The Retronaught Guide To Raising Children by author Chris Wild is an astonishing (and occasionally hilarious) look back at the parenting methods of the early- to mid-nineteenth century, and they’re frankly bizarre.
Parents sit with their children who are receiving sun ray therapy, said to ward off chest infections and anaemia, 1938.
A tiny baby gets some fresh air in a cage dangling from a top floor flat’s window, 1938.
Two tiny boxers face off in a makeshift ring, despite barely being able to lift the gloves, 1950s.
Children sleep outside, on wood-frame canvas beds, on the roof of a school for orphans.
Kids learn to swim on a “merry-go-round” rope system at a Cincinatti, US, school, 1930.
These two youngsters look like experienced smokers in their lavish secret den.
These babes aren’t too happy about being kept out of trouble, understandably, as they hang from the washing line.

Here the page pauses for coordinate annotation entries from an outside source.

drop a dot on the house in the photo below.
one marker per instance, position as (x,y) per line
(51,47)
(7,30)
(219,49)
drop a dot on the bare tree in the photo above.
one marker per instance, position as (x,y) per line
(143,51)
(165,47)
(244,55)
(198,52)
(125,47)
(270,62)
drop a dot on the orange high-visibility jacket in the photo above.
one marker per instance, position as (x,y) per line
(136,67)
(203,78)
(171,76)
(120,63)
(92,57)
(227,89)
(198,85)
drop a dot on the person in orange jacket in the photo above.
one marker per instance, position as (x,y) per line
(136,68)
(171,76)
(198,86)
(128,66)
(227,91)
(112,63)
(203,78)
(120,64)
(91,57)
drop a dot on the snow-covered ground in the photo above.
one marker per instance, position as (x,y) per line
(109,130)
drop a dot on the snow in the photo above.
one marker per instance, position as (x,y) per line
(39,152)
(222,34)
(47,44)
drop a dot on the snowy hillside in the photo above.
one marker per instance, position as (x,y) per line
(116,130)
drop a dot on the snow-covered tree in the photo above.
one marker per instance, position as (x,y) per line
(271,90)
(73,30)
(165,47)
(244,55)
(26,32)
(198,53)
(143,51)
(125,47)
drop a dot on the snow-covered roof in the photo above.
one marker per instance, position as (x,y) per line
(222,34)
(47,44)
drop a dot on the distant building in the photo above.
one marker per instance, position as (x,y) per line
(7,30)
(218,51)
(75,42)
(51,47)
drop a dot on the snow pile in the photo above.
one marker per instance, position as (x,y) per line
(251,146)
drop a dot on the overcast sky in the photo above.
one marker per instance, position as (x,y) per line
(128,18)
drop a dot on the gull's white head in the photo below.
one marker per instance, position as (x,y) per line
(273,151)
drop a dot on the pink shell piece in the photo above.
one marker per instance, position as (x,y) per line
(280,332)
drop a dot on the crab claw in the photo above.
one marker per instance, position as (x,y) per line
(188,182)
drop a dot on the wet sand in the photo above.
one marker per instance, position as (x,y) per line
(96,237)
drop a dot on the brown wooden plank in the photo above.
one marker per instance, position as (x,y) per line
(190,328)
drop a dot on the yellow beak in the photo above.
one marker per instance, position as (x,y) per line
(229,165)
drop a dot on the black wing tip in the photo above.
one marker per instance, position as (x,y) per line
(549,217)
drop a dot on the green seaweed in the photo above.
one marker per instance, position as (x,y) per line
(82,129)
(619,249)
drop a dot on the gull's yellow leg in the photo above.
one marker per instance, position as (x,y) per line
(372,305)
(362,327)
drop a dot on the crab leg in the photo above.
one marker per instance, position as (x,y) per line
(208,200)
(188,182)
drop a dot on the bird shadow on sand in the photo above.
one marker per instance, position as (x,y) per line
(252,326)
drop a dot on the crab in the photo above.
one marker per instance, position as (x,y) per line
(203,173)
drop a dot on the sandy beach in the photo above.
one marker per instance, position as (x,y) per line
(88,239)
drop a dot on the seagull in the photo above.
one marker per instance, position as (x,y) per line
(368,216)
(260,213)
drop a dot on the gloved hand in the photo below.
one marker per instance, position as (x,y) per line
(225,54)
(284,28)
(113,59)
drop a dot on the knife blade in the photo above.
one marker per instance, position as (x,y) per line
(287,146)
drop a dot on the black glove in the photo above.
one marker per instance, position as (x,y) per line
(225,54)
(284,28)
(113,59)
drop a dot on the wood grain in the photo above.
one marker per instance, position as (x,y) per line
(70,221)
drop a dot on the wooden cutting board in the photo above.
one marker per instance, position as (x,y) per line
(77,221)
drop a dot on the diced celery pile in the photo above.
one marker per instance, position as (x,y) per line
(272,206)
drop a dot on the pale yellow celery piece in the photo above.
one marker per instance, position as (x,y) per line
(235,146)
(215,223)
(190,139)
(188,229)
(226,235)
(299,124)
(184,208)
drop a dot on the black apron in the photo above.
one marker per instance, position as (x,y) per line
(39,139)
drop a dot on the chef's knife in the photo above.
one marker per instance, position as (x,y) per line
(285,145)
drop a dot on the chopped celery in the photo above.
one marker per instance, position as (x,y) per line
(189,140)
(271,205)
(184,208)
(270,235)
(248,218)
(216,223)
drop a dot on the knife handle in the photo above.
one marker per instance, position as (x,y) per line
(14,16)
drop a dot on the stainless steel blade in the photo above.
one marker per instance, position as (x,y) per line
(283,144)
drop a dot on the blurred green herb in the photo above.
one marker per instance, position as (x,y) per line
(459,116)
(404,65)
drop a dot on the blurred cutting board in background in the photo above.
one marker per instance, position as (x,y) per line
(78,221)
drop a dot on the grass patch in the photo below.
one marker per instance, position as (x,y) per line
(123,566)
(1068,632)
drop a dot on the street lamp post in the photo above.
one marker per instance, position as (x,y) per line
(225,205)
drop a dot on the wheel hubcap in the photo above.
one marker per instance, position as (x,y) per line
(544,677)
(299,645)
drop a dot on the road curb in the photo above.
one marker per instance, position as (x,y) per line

Forget flashing lights and bells, all this young cyclist gets from his mother is a polite sign asking the (admittedly few) motorists on the road to “watch out for me”.
These London children are spending a night during the Blitz in a makeshift air raid shelter — also known as a sturdy wooden cupboard.
And to keep this tot safe while his brothers play, mom just popped him in a trash can.
You can get the book on Amazon.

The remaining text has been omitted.